To my greatest pleasure, there is an exceedingly pretty girl at the bottom of the steps, ready to take my bags and lead me to the arrivals hall. Ever the gentleman, I refuse to give her my bags but ask none the less that she leads me to the clearly sign-posted arrival hall. We have a merry conversation and it is to my greatest wonder at first and then pleasure that I realise that everyone speaks English, everything is in English. What a change from China, where it is quite the opposite.

Upon my suggestion that the girl might show me round the sights of Kathmandu, she suggests that I take a guide. But then she smiles at me and disappears like a dream.

A short cab ride later, I arrive at Freak Street. This used to be the heart of the hippie community of Kathmandu. The Hippies had a good time and lived like the nobility: summers in Kathmandu and winters in Goa. Now, they have all but disappeared from Freak street. One has to pay 200 Rps to enter the street ! The Hotel I have checked in is more of an old Hippie hide out: its walls are plastered with pictures of marijuana, aliens and Area 51 warnings. The room is small, stinky and claustrophobic, with a large, dimmed window giving on the street. The bathroom is on the floor below (one for every three floors) and there is a roof terrace. The nearby streets are pleasant. There is a herd of cows underneath my windows, one of which sits in solitary splendour in the middle of the street, contemplating the traffic she is blocking. There are street vendors, Internet cafes and bookshops everywhere. It is the kind of town where one can walk barefooted, with flowing T-shirt, long beard and pyjama trousers and feel like you fit in.
There are very, very few tourists in town. I saw barely 10 all day. As I was writing my blog in an Internet café, a cow popped her head in through the window and started chewing the cord of a mouse with a nonchalant look.

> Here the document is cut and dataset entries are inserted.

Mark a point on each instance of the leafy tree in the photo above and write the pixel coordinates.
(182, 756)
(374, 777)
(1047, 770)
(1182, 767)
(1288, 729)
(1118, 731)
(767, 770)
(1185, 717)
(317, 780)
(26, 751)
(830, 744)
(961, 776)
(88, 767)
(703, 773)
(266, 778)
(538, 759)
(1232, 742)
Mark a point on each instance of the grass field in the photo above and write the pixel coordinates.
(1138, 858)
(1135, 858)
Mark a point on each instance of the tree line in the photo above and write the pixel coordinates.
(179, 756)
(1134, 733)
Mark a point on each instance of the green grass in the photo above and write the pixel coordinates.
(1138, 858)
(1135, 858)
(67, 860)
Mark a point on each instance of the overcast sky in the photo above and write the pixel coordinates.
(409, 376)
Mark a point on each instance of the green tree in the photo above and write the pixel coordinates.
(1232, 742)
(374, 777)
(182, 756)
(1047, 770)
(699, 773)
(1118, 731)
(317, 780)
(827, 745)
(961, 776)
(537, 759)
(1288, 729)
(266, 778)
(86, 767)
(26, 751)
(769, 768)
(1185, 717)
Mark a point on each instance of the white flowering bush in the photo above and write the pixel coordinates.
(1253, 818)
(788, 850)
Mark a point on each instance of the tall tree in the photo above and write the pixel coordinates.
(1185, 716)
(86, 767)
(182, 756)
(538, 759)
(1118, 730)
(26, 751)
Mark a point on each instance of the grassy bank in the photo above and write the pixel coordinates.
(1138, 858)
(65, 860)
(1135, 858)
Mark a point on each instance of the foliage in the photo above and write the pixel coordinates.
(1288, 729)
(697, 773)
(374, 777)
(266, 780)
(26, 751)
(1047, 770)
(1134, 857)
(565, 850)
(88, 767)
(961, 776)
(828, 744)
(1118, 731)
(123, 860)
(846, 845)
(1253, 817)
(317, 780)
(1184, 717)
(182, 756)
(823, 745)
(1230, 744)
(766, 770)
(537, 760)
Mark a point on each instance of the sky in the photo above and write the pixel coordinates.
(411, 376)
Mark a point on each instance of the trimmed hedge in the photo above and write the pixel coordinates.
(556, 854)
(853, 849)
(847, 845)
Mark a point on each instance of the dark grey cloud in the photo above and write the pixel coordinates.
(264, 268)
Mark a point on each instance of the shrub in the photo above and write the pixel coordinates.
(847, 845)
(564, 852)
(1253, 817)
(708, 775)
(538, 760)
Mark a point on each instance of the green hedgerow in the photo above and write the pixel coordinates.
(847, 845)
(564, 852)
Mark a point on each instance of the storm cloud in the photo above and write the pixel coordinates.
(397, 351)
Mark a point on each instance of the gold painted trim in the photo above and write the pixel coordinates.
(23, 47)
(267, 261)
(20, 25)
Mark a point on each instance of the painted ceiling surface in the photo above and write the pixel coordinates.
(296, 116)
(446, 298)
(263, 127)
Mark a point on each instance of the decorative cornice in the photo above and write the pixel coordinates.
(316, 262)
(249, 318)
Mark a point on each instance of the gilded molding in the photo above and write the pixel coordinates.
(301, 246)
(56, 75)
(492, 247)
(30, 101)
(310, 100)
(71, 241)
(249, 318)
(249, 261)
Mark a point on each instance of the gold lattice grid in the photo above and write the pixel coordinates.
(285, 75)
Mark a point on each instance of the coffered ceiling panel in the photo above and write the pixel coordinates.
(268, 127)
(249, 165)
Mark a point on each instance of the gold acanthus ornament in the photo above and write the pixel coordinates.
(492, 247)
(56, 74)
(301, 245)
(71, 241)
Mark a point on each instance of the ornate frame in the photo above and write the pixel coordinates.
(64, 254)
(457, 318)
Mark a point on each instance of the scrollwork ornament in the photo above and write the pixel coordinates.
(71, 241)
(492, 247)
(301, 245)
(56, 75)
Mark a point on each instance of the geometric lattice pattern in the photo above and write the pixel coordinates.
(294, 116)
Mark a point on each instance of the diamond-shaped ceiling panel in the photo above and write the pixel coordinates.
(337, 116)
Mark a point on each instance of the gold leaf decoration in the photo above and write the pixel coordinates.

I took a taxi to the French embassy. The common trick, I soon leaned at my expenses, is for the taxi driver to pretend to know exactly where he is going, go three times round the square and then ask another taxi where the address is you are looking for. The meters also have a tendency of being slightly erratic: when you are not paying attention, at every bump in the road they increase by 50 Rps, funny that!

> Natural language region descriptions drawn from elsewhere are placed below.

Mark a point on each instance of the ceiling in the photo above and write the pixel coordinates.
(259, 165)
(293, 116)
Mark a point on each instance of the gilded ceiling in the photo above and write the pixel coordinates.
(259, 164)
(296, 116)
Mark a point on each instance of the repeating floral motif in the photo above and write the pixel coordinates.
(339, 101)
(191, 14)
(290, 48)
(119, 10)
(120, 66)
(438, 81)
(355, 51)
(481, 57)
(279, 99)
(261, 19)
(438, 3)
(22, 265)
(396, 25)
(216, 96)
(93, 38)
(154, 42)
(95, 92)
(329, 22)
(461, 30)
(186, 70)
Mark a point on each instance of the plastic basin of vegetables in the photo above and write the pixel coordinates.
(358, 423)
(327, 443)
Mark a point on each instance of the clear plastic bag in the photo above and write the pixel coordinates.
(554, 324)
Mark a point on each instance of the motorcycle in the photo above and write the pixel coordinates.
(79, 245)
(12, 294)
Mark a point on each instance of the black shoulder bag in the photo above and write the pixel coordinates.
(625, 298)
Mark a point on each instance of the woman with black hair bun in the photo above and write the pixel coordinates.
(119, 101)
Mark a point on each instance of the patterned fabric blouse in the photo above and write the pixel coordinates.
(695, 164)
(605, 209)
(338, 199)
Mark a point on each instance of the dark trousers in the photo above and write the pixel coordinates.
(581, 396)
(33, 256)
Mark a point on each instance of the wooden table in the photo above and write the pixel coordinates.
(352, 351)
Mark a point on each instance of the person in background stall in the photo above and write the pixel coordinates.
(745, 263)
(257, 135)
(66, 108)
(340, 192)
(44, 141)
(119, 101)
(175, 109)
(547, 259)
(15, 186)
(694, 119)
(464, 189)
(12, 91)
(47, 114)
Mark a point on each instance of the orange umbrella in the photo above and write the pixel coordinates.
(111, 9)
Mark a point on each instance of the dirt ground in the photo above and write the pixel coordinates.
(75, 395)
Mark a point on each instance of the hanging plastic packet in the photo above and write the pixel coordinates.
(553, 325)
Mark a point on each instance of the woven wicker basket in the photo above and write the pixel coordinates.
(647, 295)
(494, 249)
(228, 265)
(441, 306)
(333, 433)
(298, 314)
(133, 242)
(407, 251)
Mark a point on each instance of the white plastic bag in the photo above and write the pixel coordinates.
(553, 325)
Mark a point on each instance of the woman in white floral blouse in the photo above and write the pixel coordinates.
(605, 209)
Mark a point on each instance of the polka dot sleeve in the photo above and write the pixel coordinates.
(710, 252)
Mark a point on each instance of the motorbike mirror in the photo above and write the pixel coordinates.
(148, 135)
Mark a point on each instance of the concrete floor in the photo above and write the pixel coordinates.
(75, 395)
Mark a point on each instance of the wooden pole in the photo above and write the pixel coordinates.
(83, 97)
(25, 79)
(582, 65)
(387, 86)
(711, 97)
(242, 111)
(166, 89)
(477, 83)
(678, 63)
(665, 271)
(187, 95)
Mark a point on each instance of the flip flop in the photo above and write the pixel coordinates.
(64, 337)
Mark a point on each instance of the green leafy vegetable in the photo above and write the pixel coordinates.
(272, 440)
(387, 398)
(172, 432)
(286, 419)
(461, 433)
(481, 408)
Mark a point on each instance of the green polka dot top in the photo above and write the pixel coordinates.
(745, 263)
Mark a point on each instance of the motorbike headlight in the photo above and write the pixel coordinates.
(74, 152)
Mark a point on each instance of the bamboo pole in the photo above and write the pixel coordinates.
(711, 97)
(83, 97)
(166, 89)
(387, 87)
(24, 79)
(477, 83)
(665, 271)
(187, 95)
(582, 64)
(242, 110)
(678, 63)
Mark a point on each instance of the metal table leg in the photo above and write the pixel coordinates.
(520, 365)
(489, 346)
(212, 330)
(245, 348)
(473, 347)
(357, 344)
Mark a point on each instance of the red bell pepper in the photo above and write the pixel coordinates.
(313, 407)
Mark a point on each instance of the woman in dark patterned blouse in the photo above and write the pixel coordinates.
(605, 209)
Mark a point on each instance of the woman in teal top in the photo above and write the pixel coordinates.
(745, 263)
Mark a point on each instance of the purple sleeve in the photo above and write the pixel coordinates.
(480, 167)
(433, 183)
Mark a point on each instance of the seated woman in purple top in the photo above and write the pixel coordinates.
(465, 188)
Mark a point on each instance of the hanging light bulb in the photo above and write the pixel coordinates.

My next problem was soon to come: I went to the Druk Air office (Bhutan national royal airline) and they announced that my flight had been cancelled (so sorry sir!) but that they will put me on a flight to Delhi and transit to Paro. Yet again, I go marching off to manager, complain and, before I know it, I have been upgraded. I am getting rather good at this. The other slight issue is that my visa for Bhutan has not yet arrived.

As I go out of the agency, I take my camera out to picture some cows using a non-violent form of protest against an army truck but I am myself knocked out by a bike, my camera falls to the floor and breaks. Before I realise it, the biker is already off.

What a day!

I decide to go back to the hotel, have a shower and read a book on the roof top terrace and not go out anymore: clearly I have bad karma.

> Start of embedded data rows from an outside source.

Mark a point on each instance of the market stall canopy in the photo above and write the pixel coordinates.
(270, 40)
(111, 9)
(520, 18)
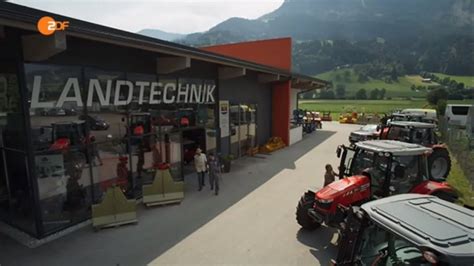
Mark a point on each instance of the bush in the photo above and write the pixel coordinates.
(361, 94)
(434, 96)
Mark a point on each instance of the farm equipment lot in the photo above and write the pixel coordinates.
(251, 222)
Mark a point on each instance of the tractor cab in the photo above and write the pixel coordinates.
(407, 229)
(413, 117)
(412, 132)
(370, 170)
(439, 161)
(392, 167)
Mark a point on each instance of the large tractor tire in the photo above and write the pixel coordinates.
(439, 164)
(302, 217)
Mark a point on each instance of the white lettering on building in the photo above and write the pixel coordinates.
(35, 103)
(124, 92)
(167, 91)
(74, 83)
(154, 91)
(94, 85)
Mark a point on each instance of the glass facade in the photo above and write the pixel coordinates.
(91, 129)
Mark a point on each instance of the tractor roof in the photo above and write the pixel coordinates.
(394, 147)
(62, 123)
(427, 222)
(413, 124)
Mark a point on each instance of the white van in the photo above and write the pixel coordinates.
(429, 114)
(457, 113)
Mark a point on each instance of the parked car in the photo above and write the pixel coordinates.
(95, 122)
(70, 111)
(457, 113)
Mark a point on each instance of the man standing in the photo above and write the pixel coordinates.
(214, 173)
(200, 162)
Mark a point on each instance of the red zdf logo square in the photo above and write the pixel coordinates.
(47, 25)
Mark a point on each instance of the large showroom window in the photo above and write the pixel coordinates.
(60, 144)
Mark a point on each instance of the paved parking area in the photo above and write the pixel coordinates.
(251, 222)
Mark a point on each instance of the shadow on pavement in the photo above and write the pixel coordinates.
(160, 228)
(319, 243)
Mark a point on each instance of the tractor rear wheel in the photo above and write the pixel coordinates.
(302, 217)
(439, 163)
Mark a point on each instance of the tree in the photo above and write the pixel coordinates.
(361, 94)
(341, 91)
(362, 78)
(347, 75)
(374, 94)
(382, 93)
(434, 96)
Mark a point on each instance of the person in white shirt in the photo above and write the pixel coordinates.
(200, 163)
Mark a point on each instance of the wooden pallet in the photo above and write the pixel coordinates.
(115, 225)
(162, 203)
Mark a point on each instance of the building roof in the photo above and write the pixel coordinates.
(394, 147)
(427, 222)
(26, 18)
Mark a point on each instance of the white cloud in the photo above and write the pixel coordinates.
(180, 16)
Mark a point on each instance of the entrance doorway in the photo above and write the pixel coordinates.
(192, 139)
(243, 128)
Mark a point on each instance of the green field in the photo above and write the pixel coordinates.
(366, 106)
(467, 80)
(401, 89)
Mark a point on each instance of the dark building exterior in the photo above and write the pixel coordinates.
(91, 106)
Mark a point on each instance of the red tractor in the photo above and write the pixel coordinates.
(439, 161)
(370, 170)
(70, 136)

A large and rather friendly family of cockroaches currently occupies the shower at the hotel. To use the facilities, one must stand on the toilet and somehow not fall through the lid (clearly been done before, as it has been broken a taped back together a number of times), hold the powerful jet in one hand, use the soap with the other while retaining a strong balance. The water jet can also be used to teach water surfing to the cockroaches.

The roof terrace is the redeeming feature of the hotel: it has a brilliant view of the old city, it has an old wooden bar and 2 friendly kids who make the best mango milkshake in town. I find my sleeping mat and occupy the position for the evening. There is such a cacophony of sounds and smells coming from below that it makes a pleasant and fitting backdrop to the splendid views over the old royal palace.